La Chine serait-elle responsable de l’échec du sommet de Copenhague ? Pas selon beaucoup de pays du tiers monde, qui voient plutôt en la Chine leur représentant. Que s’est-il réellement passé à Copenhague et que fait la Chine contre le réchauffement climatique ? Deux questions auxquelles tente de répondre Frank Willems.

Daniel Zamora Vargas analyse la récente victoire de Barack Obama à lélection présidentielle étasunienne.

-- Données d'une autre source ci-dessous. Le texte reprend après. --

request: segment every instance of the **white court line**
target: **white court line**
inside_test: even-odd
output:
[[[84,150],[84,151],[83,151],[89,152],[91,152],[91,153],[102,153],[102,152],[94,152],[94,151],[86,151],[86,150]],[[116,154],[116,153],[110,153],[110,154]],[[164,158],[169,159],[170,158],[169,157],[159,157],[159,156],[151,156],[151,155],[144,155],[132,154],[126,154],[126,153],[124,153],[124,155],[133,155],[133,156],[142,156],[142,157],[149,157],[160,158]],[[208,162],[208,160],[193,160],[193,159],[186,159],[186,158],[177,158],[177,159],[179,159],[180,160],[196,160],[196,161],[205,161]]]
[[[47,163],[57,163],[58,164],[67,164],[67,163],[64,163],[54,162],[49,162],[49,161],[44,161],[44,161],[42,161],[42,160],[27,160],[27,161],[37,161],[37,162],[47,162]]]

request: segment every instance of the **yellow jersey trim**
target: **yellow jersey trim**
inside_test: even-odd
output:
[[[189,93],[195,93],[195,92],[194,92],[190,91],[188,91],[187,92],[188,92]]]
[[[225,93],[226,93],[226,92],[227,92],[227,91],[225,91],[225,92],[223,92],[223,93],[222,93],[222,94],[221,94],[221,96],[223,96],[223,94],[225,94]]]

Il examine surtout le rôle joué par le renouvellement des méthodes de mobilisation. Plus de dix millions de personnes ont participé de près ou de loin à la campagne. Pour réussir ce tour de force, Obama a utilisé des méthodes apprises dans l’organisation communautaire entre 1985 et 1988, mais avec un autre budget et un objectif bien différent de celui qui mobilisait les Afro-Américains dans les slums de Chicago.

La parution du premier numéro de la Revue communiste internationale, fruit de la collaboration de revues théoriques marxistes du monde entier, est un événement, que nous saluons en publiant son éditorial. Nous avons choisi aussi dans ce premier numéro de vous présenter un article d’Eleni Mpellou sur la crise et ses conséquences pour la Grèce.